Thursday, August 9, 2001
Calgary's News & Entertainment Weekly
FFWD Weekly
Video Vulture
by John Tebbutt
·Alien Contamination (1981): So... do you like slime?

In capitalizing on the success of Alien (1979) writer-director Luigi Cozzi (under the pseudonym "Lewis Coates") found a refreshingly direct way to introduce his characters to vast quantities of toxic goop. There’s a bunch of these sticky, throbbing alien pods, see, and if anybody approaches them, they burst open and spray gloppy mucus over everything. If any of this corrosive muck gets on you, you’re a goner because – get this – it causes some weird sort of chemical reaction in your intestines, and you explode like a water balloon. Since your buddies get sprayed with your toxic remains, chain reactions are not uncommon. Kablooey! This happens a couple of times through the course of the film. There are usually a few appalled survivors who manage to avoid getting hit by flying goop – they typically run away from the pods (a wise move) and try desperately to warn the authorities about what they’ve seen. (Ewwwww.)

Thanks to the movie Alien, we as a society treat pulsating green watermelons with healthy suspicion. "That’s an alien pod," we mutter. "Better steer clear – them things is dangerous!" Very true. Nothing good ever comes out of an alien pod. They are not piñatas or Christmas crackers – they are jack-in-the-boxes of death. We know this. Sure, we might be a little curious about what’s inside, but we’ll let somebody else check it out for us.

The pods in Alien Contamination don’t seem to be essential to the life cycle of any particular organism (except perhaps micro-organisms). They’re just here to make humans go splat. We later find out that there’s a far-reaching conspiracy to seed the Earth with these icky things. Why would anybody co-operate in the gooey annihilation of humanity? Because they’re being hypnotically controlled by a big alien, that’s why. (Of course! I should have known! Quickly, Robin, to the Batcave!) It’s up to the good guys to find the source of the evil egg-importing company, and to put a stop to it.

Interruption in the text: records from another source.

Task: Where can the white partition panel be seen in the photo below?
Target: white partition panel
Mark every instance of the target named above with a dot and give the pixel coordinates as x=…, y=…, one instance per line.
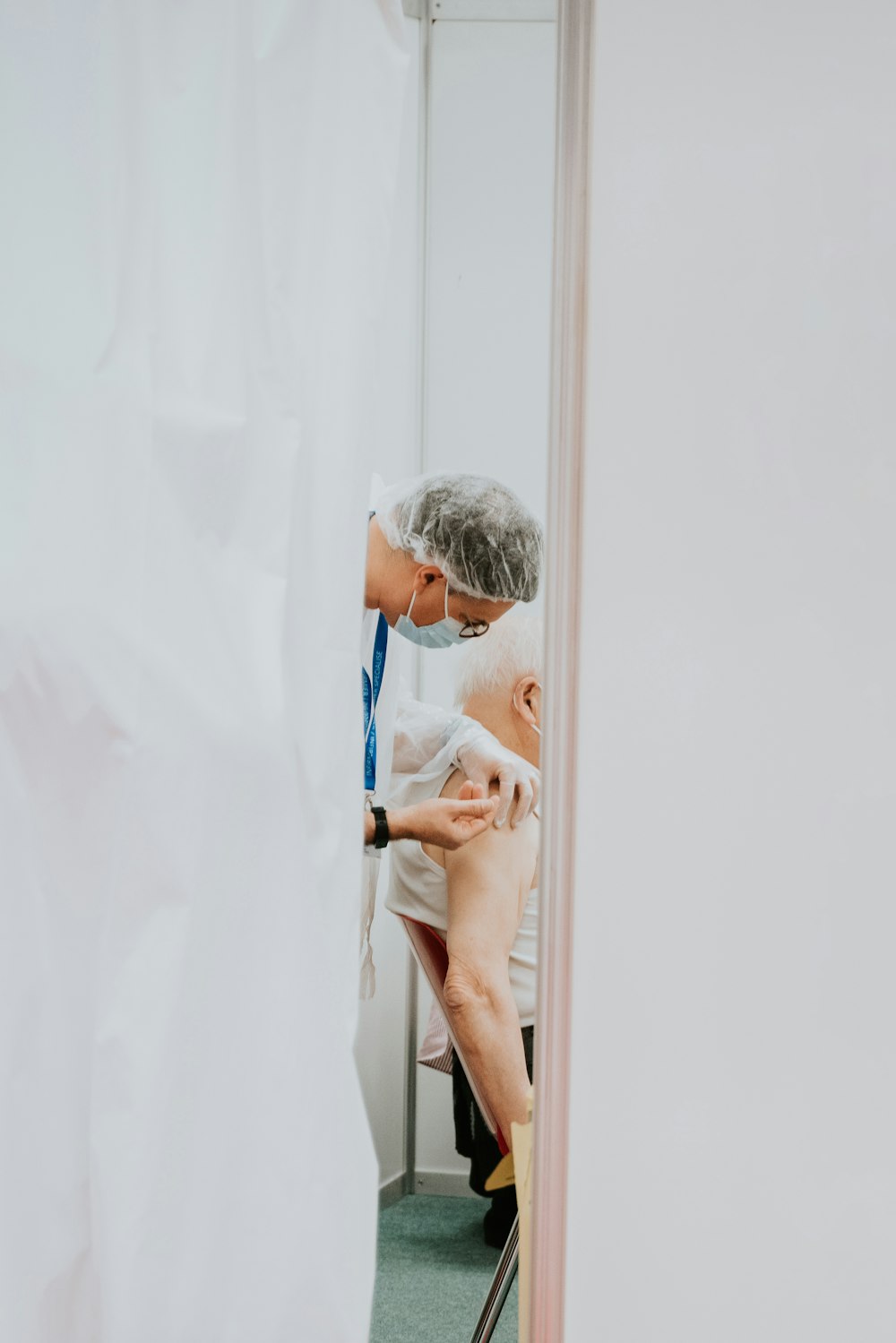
x=392, y=452
x=732, y=1170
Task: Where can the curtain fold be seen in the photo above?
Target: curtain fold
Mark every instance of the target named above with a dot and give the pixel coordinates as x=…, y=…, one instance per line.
x=195, y=228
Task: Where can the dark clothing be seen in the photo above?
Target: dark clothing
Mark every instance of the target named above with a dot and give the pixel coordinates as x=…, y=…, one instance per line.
x=471, y=1136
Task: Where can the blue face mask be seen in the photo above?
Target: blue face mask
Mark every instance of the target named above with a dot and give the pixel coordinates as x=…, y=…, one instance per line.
x=440, y=635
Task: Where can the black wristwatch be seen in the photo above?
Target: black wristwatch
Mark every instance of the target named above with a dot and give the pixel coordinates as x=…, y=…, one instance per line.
x=381, y=831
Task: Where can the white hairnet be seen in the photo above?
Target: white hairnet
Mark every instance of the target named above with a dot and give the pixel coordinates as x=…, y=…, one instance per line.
x=477, y=530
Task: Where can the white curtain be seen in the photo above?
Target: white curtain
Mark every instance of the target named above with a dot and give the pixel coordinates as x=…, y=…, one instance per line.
x=195, y=215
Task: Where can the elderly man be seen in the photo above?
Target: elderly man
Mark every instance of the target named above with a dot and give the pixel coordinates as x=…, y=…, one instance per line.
x=446, y=557
x=482, y=899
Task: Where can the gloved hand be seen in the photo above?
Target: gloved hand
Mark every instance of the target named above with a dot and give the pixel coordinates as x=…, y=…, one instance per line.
x=482, y=758
x=446, y=822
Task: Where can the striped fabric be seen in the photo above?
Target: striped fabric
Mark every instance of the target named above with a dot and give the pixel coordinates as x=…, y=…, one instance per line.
x=437, y=1049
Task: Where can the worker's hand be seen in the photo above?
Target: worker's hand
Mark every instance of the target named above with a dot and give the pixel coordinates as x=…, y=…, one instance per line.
x=446, y=822
x=484, y=759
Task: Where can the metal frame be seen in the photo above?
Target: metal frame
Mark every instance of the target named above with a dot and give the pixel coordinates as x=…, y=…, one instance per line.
x=565, y=461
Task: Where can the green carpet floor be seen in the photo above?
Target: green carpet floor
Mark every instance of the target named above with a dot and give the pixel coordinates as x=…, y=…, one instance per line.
x=433, y=1272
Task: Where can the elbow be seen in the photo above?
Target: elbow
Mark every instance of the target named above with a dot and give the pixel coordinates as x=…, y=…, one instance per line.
x=466, y=989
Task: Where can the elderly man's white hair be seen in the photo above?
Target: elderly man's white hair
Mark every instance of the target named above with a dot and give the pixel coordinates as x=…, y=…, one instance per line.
x=513, y=648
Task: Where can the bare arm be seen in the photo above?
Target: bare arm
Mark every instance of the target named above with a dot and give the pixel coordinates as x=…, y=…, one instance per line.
x=447, y=822
x=487, y=882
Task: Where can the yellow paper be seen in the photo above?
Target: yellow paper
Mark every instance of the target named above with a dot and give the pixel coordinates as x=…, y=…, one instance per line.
x=503, y=1175
x=521, y=1146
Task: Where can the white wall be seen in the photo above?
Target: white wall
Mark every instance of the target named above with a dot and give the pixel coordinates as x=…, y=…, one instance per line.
x=487, y=331
x=732, y=1168
x=394, y=452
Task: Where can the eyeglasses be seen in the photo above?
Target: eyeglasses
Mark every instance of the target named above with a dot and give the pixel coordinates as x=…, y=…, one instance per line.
x=474, y=630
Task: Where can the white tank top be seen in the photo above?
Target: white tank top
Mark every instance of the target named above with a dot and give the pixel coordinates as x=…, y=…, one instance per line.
x=418, y=887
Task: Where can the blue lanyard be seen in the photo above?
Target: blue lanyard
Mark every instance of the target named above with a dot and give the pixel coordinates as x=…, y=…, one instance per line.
x=371, y=696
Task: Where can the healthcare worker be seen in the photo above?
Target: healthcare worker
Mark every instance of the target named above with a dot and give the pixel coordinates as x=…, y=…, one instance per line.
x=447, y=555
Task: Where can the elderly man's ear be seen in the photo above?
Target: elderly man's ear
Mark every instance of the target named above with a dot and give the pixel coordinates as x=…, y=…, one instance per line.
x=527, y=700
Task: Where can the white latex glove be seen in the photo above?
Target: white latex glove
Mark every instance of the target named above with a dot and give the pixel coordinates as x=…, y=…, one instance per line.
x=482, y=759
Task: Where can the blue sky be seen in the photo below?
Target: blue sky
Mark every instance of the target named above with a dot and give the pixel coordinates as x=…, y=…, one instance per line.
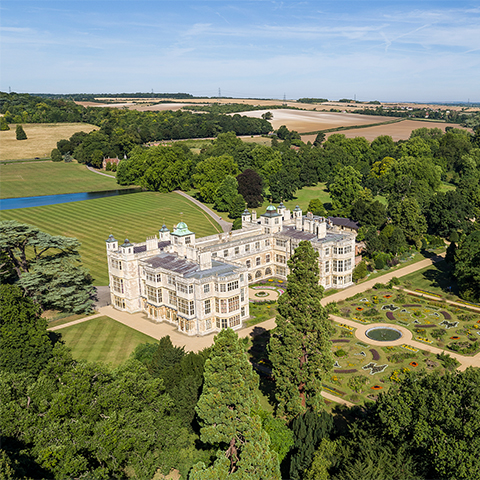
x=374, y=50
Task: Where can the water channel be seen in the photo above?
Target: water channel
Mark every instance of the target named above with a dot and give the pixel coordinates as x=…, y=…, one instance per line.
x=27, y=202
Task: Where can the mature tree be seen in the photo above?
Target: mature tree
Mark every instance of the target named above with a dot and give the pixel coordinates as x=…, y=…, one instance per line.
x=211, y=172
x=24, y=342
x=48, y=266
x=316, y=207
x=467, y=267
x=308, y=430
x=250, y=186
x=226, y=194
x=227, y=412
x=409, y=218
x=300, y=349
x=20, y=133
x=319, y=139
x=345, y=189
x=368, y=212
x=4, y=124
x=56, y=156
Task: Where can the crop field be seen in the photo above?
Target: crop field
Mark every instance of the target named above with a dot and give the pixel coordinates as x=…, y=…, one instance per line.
x=309, y=121
x=398, y=131
x=102, y=339
x=41, y=139
x=48, y=178
x=135, y=216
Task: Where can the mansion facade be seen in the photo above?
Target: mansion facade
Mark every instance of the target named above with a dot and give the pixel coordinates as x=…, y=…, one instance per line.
x=200, y=285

Having discovered what they’re up against, scientists try to learn more about the contaminant. They administer a hypo full of boom-juice to a lab rat in a protective plastic dome. Then they whip out their stopwatches and count down until the rodent goes pop.

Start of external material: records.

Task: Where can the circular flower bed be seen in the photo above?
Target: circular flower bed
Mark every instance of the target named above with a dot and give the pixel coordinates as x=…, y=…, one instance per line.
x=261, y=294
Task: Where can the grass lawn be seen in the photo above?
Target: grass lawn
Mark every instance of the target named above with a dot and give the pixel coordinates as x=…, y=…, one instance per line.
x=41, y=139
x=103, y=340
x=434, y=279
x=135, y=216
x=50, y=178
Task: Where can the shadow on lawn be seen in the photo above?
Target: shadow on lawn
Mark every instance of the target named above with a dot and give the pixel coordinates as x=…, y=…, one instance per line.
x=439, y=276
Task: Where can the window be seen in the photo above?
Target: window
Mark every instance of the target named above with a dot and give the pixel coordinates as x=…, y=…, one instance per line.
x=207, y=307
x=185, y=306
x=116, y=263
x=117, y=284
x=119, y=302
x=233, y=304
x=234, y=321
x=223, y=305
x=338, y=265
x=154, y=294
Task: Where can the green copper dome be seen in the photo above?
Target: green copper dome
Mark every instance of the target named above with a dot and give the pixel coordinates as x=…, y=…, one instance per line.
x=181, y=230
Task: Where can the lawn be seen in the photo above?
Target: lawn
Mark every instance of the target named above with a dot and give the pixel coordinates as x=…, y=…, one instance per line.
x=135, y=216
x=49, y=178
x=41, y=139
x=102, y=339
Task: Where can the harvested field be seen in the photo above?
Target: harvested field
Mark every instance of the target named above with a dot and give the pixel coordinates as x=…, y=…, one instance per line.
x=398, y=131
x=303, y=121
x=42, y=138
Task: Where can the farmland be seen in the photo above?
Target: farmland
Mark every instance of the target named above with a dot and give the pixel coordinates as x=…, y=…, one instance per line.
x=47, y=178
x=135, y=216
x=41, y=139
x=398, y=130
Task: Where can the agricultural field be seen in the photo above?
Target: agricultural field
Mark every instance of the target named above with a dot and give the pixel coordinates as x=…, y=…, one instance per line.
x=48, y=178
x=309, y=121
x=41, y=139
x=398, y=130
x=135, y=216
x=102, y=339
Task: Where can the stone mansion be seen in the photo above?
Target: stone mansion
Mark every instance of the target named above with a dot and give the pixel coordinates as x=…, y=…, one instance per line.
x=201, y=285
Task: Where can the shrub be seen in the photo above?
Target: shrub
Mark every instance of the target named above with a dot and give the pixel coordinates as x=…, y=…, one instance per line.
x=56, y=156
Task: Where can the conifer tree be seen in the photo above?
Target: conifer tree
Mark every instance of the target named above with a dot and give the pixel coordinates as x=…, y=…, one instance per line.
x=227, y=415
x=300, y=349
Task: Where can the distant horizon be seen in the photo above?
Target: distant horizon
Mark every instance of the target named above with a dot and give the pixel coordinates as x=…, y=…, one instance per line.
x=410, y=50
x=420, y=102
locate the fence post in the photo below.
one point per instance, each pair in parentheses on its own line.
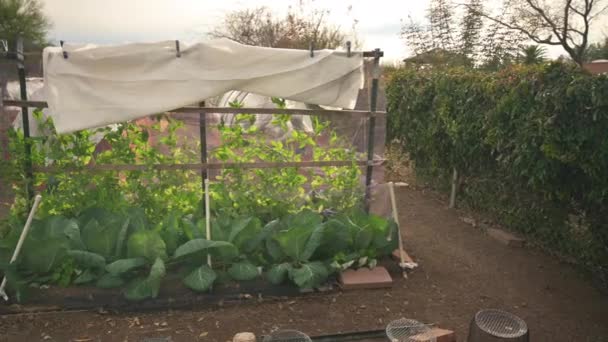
(453,193)
(25,117)
(372,125)
(202,122)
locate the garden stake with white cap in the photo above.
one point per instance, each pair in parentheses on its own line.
(22,237)
(402,262)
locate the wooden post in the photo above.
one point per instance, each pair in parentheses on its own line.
(454,183)
(372,125)
(25,117)
(207,218)
(202,122)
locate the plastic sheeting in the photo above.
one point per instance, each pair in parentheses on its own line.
(97,86)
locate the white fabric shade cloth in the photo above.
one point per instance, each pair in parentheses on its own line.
(97,86)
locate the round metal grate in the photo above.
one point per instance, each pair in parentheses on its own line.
(287,336)
(500,323)
(408,330)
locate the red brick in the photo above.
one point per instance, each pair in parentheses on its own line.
(406,257)
(506,238)
(365,278)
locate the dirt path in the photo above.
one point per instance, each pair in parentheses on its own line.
(462,270)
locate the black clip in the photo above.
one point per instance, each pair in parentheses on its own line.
(65,53)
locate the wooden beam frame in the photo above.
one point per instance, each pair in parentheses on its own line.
(203,166)
(227,110)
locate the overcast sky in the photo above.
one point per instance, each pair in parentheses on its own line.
(121,21)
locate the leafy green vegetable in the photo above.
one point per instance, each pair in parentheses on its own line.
(148,287)
(100,239)
(198,247)
(200,279)
(125,265)
(309,275)
(42,256)
(146,244)
(278,273)
(109,281)
(87,259)
(243,271)
(86,276)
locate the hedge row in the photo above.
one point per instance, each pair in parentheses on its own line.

Later, a woman who Knows Too Much is the subject of one of the weirdest assassination attempts ever filmed. While she’s in the shower, a bad guy slips a pod into her bathroom, and locks the door. She now must sneak out of the bathroom without waking up the pod!

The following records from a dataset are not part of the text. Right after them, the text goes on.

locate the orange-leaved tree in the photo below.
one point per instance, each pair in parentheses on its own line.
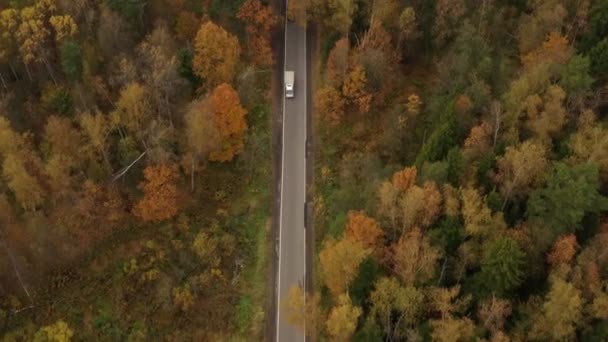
(354,88)
(340,262)
(259,20)
(329,103)
(230,121)
(363,229)
(216,54)
(404,179)
(160,193)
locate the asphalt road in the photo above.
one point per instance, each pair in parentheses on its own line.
(292,237)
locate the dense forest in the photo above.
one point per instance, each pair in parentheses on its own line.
(461,171)
(135,159)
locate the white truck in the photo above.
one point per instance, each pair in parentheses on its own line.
(289,84)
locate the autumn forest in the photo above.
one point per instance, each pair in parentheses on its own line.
(461,171)
(460,153)
(135,161)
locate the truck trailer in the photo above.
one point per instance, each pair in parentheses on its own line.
(289,84)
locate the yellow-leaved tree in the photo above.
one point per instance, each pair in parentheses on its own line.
(216,54)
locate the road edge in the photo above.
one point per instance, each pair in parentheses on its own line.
(278,48)
(311,51)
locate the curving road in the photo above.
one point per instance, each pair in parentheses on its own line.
(292,234)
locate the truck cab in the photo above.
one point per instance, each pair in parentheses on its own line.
(289,84)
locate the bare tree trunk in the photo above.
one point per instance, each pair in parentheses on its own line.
(192,175)
(27,70)
(495,109)
(445,261)
(127,168)
(10,65)
(14,264)
(84,103)
(3,83)
(49,69)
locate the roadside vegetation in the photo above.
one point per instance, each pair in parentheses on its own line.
(136,169)
(461,171)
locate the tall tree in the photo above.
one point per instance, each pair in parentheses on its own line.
(403,180)
(58,332)
(561,313)
(354,89)
(202,134)
(477,216)
(18,170)
(339,261)
(337,63)
(563,250)
(521,169)
(9,22)
(229,118)
(414,259)
(494,312)
(420,206)
(590,143)
(395,307)
(363,229)
(329,103)
(33,37)
(71,60)
(502,265)
(96,129)
(548,121)
(259,20)
(216,54)
(570,193)
(303,310)
(160,194)
(342,320)
(133,109)
(64,26)
(341,14)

The film climaxes with the arrival of the alien puppet-master that’s behind the whole plot. Fortunately, it’s just a big, immobile prop that just stands there waiting to get killed.

A grislier uncut version of Alien Contamination (entitled simply Contamination) has been available through grey market mail-order companies for years. I haven’t seen this version, but I can guess what to expect from it – more scenes of wet, squishy death.